Adaptive Wing Loss for Robust Face Alignment via Heatmap Regression (1904.07399v3)

Published 16 Apr 2019 in cs.CV

Abstract: Heatmap regression with a deep network has become one of the mainstream approaches to localize facial landmarks. However, the loss function for heatmap regression is rarely studied. In this paper, we analyze the ideal loss function properties for heatmap regression in face alignment problems. Then we propose a novel loss function, named Adaptive Wing loss, that is able to adapt its shape to different types of ground truth heatmap pixels. This adaptability penalizes loss more on foreground pixels while less on background pixels. To address the imbalance between foreground and background pixels, we also propose Weighted Loss Map, which assigns high weights on foreground and difficult background pixels to help training process focus more on pixels that are crucial to landmark localization. To further improve face alignment accuracy, we introduce boundary prediction and CoordConv with boundary coordinates. Extensive experiments on different benchmarks, including COFW, 300W and WFLW, show our approach outperforms the state-of-the-art by a significant margin on various evaluation metrics. Besides, the Adaptive Wing loss also helps other heatmap regression tasks. Code will be made publicly available at https://github.com/protossw512/AdaptiveWingLoss.

Citations (240)

View on Semantic Scholar

Summary

The paper introduces the Adaptive Wing Loss, a novel loss function that dynamically adjusts error sensitivity to improve facial landmark localization.
It employs a weighted loss map and CoordConv layers to emphasize crucial pixels and enhance boundary predictions during training.
The approach achieves superior performance with reduced NME and failure rates on COFW, 300W, and WFLW datasets under challenging conditions.

Adaptive Wing Loss for Robust Face Alignment via Heatmap Regression

The paper entitled "Adaptive Wing Loss for Robust Face Alignment via Heatmap Regression" introduces novel contributions to the domain of facial landmark detection using deep learning methodologies. This work targets the improvements in the loss function used for heatmap regression, focusing particularly on facial landmark localization—a significant component in various face-related applications such as recognition, frontalization, and reconstruction.

Overview

The paper identifies key issues with the existing Mean Square Error (MSE) loss in heatmap regression, noting its limitations in adjusting to small errors. These constraints result in predicted heatmaps that are often blurry and exhibit low intensity on foreground pixels. To address this, the authors propose the Adaptive Wing (AWing) loss function, specifically designed to adjust its behavior based on ground truth pixel values, thereby enhancing the model’s ability to accurately localize landmarks.

Contributions

Adaptive Wing Loss: The AWing loss adapts its form according to pixel intensities, providing strong influence on small errors for foreground pixels while maintaining a MSE-like behavior for background pixels. This strategy decreases influence on accurate regressions, facilitating better convergence.
Weighted Loss Map: In response to the imbalance between foreground and background pixels, this approach assigns higher weights to crucial pixels, such as those on landmarks or close to them, emphasizing their significance during training.
Integration of Boundary Information: By embedding boundary prediction within the model, along with the use of CoordConv layers that integrate coordinate information, the architectural design enhances localization accuracy through improved context understanding.

These innovations allowed the proposed model to achieve superior results across several benchmark datasets, notably including COFW, 300W, and WFLW. The model demonstrated enhanced robustness in challenging conditions, such as large pose variations and occlusions.

Results

Significant improvements were evident in terms of Normalized Mean Error (NME), Failure Rate (FR), and Area Under Curve (AUC) across various testing datasets:

COFW Dataset: The model achieved a substantial reduction in failure rate, setting a new benchmark in the challenge posed by occlusions.
300W Dataset: Whether evaluated on general or specific challenging subsets, the proposed approach consistently outperformed existing methods.
WFLW Dataset: It showed noteworthy performance in handling datasets more complex due to pose, occlusion, and outlier conditions.

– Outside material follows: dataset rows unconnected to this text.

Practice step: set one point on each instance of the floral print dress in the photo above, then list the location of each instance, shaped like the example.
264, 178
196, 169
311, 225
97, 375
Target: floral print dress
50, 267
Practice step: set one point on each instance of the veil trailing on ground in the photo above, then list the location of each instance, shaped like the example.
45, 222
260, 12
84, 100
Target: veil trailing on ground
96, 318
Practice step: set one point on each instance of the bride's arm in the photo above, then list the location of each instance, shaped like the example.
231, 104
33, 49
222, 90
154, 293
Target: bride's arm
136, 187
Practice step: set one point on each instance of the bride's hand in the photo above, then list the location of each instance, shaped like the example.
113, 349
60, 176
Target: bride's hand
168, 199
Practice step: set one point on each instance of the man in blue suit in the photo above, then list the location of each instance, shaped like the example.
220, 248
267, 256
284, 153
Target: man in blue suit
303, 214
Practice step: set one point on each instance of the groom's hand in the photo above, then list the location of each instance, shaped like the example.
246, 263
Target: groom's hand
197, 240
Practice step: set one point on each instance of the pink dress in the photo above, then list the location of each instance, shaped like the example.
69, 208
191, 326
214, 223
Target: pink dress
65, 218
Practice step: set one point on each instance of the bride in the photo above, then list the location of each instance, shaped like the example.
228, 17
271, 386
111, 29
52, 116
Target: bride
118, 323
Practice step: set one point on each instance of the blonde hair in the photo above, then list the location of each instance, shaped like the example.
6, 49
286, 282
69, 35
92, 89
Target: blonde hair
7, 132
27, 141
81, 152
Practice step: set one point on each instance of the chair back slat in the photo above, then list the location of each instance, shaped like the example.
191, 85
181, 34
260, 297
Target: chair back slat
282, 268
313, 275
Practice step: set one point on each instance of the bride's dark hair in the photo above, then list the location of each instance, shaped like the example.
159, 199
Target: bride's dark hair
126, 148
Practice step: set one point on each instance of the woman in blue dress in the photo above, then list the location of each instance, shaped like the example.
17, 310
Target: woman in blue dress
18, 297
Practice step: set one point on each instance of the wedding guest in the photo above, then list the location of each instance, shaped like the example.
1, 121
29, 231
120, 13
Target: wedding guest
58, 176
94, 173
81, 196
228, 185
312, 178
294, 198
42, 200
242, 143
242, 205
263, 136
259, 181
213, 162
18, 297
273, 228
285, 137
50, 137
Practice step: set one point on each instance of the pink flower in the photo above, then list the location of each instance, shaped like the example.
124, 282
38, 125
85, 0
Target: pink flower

Implications and Future Directions

The introduction of AWing loss extends beyond facial alignment tasks and can potentially benefit other heatmap regression fields, like human pose estimation. Future exploration may involve tailoring the AWing loss for diverse visual tasks and further optimizing its parameters. Additionally, integrating more complex coordinate transformations and boundary predictions could advance the capabilities of convolutional architectures, specifically in spatially contextual scenarios.

By focusing on adjusting the loss function to better handle different pixel roles in a heatmap, this research contributes to a more nuanced approach in deep learning-based image processing tasks. The adaptability and robustness highlighted in the results speculate a positive trajectory for such methodologies' application to broad AI and computer vision problems.